Sunday, April 13, 2008

If we submit he will reduce us to order.

So, last week should have been a T.S. Eliot week, I think. I'm trying to avoid repeating poems from previous years, so The wasteland is excluded. I think it might be my favorite April poem, though. Also, check out this great audio of Eliot reading, The Wasteland . So, apparently the Blogger spellcheck doesn't recognize woodthrush. 'Garboard strake' I understand, but 'woodthrush'?

Marina


Quis hic locus, quae regio, quae mundi plaga?

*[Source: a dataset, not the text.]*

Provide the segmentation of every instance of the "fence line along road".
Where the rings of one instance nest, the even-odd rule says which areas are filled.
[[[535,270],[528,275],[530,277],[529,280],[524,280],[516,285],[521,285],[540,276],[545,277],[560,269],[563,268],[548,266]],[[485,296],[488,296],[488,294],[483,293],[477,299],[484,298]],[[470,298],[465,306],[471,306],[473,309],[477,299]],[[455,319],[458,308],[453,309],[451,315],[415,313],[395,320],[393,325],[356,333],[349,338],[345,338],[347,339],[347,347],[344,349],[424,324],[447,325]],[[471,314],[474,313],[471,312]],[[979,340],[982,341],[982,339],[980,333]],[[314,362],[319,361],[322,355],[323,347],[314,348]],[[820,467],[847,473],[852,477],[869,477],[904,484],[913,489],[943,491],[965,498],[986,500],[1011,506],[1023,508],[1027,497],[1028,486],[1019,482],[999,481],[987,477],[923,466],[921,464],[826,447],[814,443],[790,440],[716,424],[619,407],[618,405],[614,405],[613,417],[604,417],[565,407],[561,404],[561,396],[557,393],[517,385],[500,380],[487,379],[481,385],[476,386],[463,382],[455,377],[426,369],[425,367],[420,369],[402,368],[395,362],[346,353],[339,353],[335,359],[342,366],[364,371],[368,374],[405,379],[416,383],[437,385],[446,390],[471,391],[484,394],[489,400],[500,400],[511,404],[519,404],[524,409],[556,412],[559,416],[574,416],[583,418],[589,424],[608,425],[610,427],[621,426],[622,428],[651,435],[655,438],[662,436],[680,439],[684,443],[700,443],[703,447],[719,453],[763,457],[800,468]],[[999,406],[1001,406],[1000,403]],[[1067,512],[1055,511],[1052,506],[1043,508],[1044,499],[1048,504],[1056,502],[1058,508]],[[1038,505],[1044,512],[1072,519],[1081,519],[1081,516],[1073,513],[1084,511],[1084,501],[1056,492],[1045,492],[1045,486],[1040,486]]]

What seas what shores what gray rocks and what islands
What water lapping the bow
And scent of pine and the woodthrush singing through the fog
What images return
O my daughter.

Those who sharpen the tooth of the dog, meaning
Death
Those who glitter with the glory of the hummingbird, meaning
Death
Those who sit in the sty of contentment, meaning
Death

Are become unsubstantial, reduced by a wind,
A breath of pine, and the woodsong fog
By this grace dissolved in place

What is this face, less clear and clearer
The pulse in the arm, less strong and stronger-
Given or lent? more distant than stars and nearer than the eye

Whispers and small laughter between leaves and hurrying feet
Under sleep, where all the waters meet.

Bowsprit cracked with ice and painted with heat.I made this, I have forgotten
And remember.
The rigging weak and the canvas rotten
Between one June and another September.
Made this unknowing, half conscious, unknown, my own.
The garboard strake leaks, the seams need caulking.
This form, this face, this life
Living to live in a world of time beyond me; let me
Resign my life for this life, my speech for that unspoken,
The awakened, lips parted, the hope, the new ships.

What seas what shore what granite island towards my timbers
And woodthrush calling through the fog
My daughter.
1930

1. "What place is this, what country, what region of the world?" Seneca's Hercules Furens

1 comment:

Al said...

very belated comment, but "woodthrush" is technically two words in the sense of a specific species of thrush...though perhaps eliot meant a thrush living in the woods, and a thrush of the woods maybe is woodthrush.....but if he meant http://www.birds.cornell.edu/AllAboutBirds/BirdGuide/Wood_Thrush.html
then...Wood Thrush
lol I love bird related posts. I also enjoyed sonnet 135, heh.